# Specific 3D Printers, Scanners, & Hardware > Other 3D Printers / Scanners / Hardware >  New CubePro Firmware release - seems a good update

## iDig3Dprinting

3D systems have released a new firmware upgrade for the Cubepro to increase print speed and enhance print quality.

It also adds support for their Flexible filament.

From what we can tell this does have a marked effect on performance of the CubePro

----------


## Todd-67

Does it work with Simplify3D and the codex? In the past when they released firmware updates it messed that connection up.

----------


## iDig3Dprinting

> Does it work with Simplify3D and the codex? In the past when they released firmware updates it messed that connection up.


The short answer is "I don't know", the long answer is "I do not know".
You could try and downgrade the firmware if it does not work.

***** BUT, we haven't tried this method and we have not downgraded firmware so we cannot say it works. *****

there is this link to 3D systems archive list   that will include the links to previous versions. If you search the  xml for cubepro and find the right version you can add the "key" to the  above url to download the file.

----------


## Todd-67

I have the older versions of firmware but I haven't tried to downgrade it. The guys got the codex to work with the version I am on now so I think I am good for now. I just wish they would improve their slicer. Support generation is not great and the supports that it does produce are almost impossible to remove without damaging the print. 

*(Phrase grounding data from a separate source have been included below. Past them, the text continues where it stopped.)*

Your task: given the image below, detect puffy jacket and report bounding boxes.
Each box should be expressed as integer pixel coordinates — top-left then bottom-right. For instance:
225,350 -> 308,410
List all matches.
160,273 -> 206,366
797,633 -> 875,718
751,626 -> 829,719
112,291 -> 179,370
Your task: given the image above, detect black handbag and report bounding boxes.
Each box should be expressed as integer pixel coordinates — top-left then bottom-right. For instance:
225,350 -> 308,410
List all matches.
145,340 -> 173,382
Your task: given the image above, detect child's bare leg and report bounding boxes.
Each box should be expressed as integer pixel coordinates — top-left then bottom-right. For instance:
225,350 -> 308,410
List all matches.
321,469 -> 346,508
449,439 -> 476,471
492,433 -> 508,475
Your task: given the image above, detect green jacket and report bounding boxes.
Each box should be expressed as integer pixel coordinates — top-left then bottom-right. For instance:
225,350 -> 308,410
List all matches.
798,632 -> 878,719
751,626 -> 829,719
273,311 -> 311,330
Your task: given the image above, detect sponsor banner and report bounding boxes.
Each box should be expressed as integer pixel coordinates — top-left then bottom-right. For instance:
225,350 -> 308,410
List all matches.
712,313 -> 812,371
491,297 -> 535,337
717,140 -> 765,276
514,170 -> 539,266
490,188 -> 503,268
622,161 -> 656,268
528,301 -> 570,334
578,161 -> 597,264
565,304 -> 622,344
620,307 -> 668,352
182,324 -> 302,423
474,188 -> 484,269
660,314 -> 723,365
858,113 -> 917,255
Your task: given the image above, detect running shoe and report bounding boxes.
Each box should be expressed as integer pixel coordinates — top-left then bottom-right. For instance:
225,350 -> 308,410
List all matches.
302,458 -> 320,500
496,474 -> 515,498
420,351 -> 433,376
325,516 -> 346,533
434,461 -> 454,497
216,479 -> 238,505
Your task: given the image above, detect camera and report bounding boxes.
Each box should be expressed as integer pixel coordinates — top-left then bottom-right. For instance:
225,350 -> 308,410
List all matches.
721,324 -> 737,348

 Have you guys experimented with the disolvable support material yet?

----------


## iDig3Dprinting

We have just had somebody on Reddit saying they had tried a downgrade but that it didn't work. We are trying to establish how it failed at the moment, so don't try this yet.
As to infinity, it seems to work well. Treat it like pva, i.e. it is sensitive to moisture, but it does add good support and we have never had any complaints from customers.

----------